On Friday morning, a Chinook took off carrying a load of tents and blankets. The short trip north to a small airfield in Rawalakot was uneventful and there was no sign of destruction in tin-roofed homes scattered among lush soaring mountains and terraced fields.

After the crew unloaded its cargo in Rawalakot and continued north, however, the scope of the disaster began to emerge. At first, the crew members saw quake-flattened houses only here and there. Then they came upon one area where half of the homes were destroyed and, finally, hillsides where all of the structures were in ruins.

The helicopter landed at a remote field hospital near Chokathi village, where a group of Pakistani army officers and a ring of barbed wire kept villagers from rushing the craft.

After receiving the all-clear signal, villagers rushed wounded relatives onto the chopper, many borne on makeshift stretchers. Men cradled bandaged babies; elderly women were carried on villagers' backs.

At least 50 injured people were packed inside the helicopter, turning it into a gallery of victims with dazed faces and crude bandages reeking of antiseptic.

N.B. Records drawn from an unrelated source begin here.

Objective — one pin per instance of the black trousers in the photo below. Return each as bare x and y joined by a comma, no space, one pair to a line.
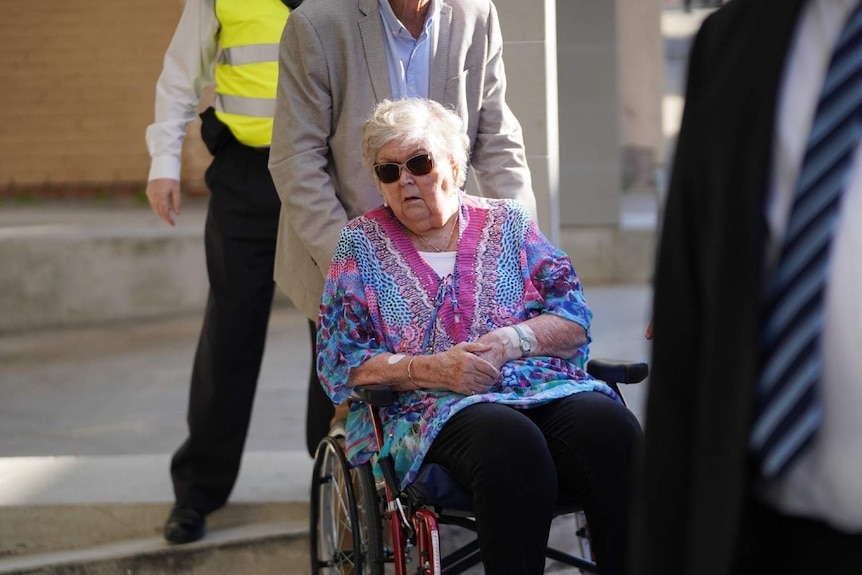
319,409
771,542
516,461
240,237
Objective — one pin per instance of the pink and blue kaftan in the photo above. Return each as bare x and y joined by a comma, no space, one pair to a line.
382,296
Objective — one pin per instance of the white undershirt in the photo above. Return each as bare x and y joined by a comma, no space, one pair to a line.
443,263
827,483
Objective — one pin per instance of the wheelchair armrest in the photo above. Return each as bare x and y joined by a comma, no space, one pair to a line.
618,371
377,395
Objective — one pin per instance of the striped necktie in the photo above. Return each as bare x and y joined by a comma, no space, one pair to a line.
788,412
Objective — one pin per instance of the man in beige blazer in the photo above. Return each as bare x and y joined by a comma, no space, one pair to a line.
333,70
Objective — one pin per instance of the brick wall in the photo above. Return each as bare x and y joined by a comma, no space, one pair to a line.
76,94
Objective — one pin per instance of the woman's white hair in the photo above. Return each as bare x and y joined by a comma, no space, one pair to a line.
416,122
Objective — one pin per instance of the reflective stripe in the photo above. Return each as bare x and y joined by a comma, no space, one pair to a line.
252,54
255,107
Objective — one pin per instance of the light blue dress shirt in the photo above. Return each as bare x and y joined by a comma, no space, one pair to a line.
408,58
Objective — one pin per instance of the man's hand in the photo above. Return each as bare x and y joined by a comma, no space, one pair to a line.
164,197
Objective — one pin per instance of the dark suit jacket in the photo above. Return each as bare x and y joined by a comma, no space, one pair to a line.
693,480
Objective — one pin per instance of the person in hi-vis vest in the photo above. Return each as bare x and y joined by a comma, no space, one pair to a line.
233,43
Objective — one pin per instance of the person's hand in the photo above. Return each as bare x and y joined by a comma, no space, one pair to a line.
462,370
496,354
164,197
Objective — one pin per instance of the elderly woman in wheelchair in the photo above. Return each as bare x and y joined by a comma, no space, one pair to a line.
478,326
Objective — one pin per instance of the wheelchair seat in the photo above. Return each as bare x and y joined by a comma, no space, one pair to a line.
434,497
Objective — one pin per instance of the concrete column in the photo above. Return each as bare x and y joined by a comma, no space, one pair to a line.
529,50
641,90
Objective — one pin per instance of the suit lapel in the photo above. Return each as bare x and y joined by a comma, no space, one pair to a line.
371,30
440,64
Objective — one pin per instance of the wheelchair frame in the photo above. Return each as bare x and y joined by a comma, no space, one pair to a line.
348,507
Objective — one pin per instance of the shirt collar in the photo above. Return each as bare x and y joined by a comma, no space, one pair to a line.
394,25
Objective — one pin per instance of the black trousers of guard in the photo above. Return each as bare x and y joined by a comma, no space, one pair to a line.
240,237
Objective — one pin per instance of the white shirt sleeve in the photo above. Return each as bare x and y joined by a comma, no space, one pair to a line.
187,70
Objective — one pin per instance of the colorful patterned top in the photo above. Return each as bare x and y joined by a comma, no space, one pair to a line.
382,296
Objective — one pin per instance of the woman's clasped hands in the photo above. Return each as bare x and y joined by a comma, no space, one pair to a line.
463,369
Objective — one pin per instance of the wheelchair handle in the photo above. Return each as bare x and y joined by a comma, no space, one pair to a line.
618,371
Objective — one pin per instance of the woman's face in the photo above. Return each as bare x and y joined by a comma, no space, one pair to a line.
422,202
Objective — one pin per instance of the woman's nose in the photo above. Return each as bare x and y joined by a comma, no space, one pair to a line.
405,177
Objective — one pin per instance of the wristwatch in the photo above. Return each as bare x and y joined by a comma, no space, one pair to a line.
523,342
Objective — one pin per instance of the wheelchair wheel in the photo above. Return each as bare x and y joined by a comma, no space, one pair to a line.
346,529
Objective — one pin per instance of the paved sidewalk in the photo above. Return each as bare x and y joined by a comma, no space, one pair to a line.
92,415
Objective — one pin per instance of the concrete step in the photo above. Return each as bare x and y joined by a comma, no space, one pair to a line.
264,539
65,515
81,263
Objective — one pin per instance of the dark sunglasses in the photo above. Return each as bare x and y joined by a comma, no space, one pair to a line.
389,172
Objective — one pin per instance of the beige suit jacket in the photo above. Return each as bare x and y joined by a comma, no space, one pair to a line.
332,73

The helicopter was on the ground for 10 minutes and back in Islamabad two hours after it left, reloading for the next flight.

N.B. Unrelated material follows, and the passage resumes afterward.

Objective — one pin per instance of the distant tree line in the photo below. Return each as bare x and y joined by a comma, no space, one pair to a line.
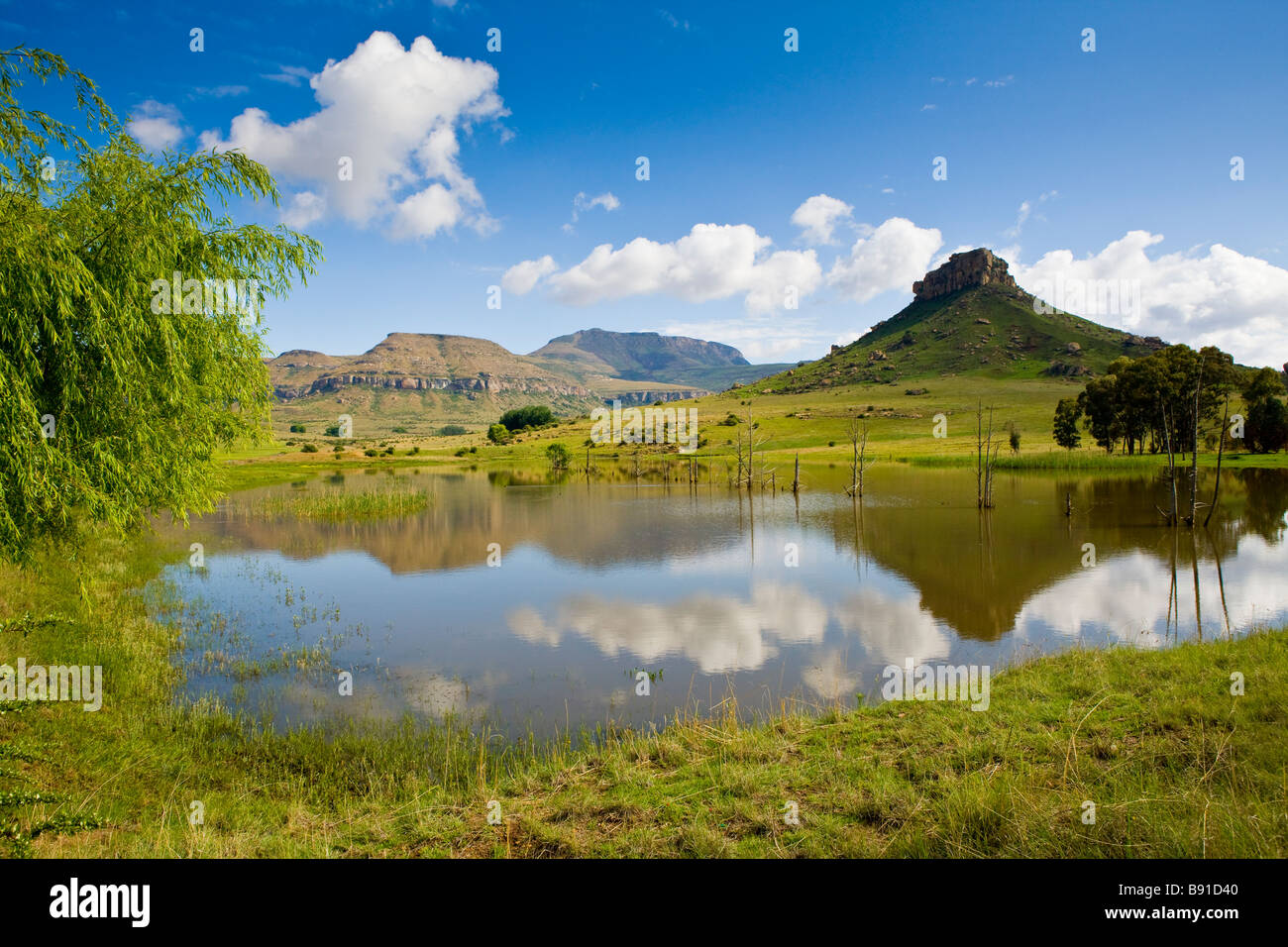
1160,403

But it doesn't always go that smoothly.

Earlier in the week, McKearn's Black Hawk landed on a white circled-H. Within a minute, the crew knew something wasn't right: There was no sign of Pakistani soldiers, just an eager crowd of villagers standing far too close to the landing pad.

"Next thing you know, they bum-rushed the aircraft.... They just poured in," said McKearn, a native of Beloit, Wis., who wryly dubbed the incident a "humanitarian ambush."

For several minutes, the outnumbered crew struggled to offload relief supplies while keeping desperate villagers out of the path of the helicopter's rear rotor. Finally a Pakistani army officer on board started yelling for the crew members to leave.

They pushed out most of the remaining supplies and beat a quick retreat, but not before three villagers managed to make it onto the craft.

That and other incidents have left the helicopter crews increasingly wary and mindful of the level of desperation taking hold in Kashmir.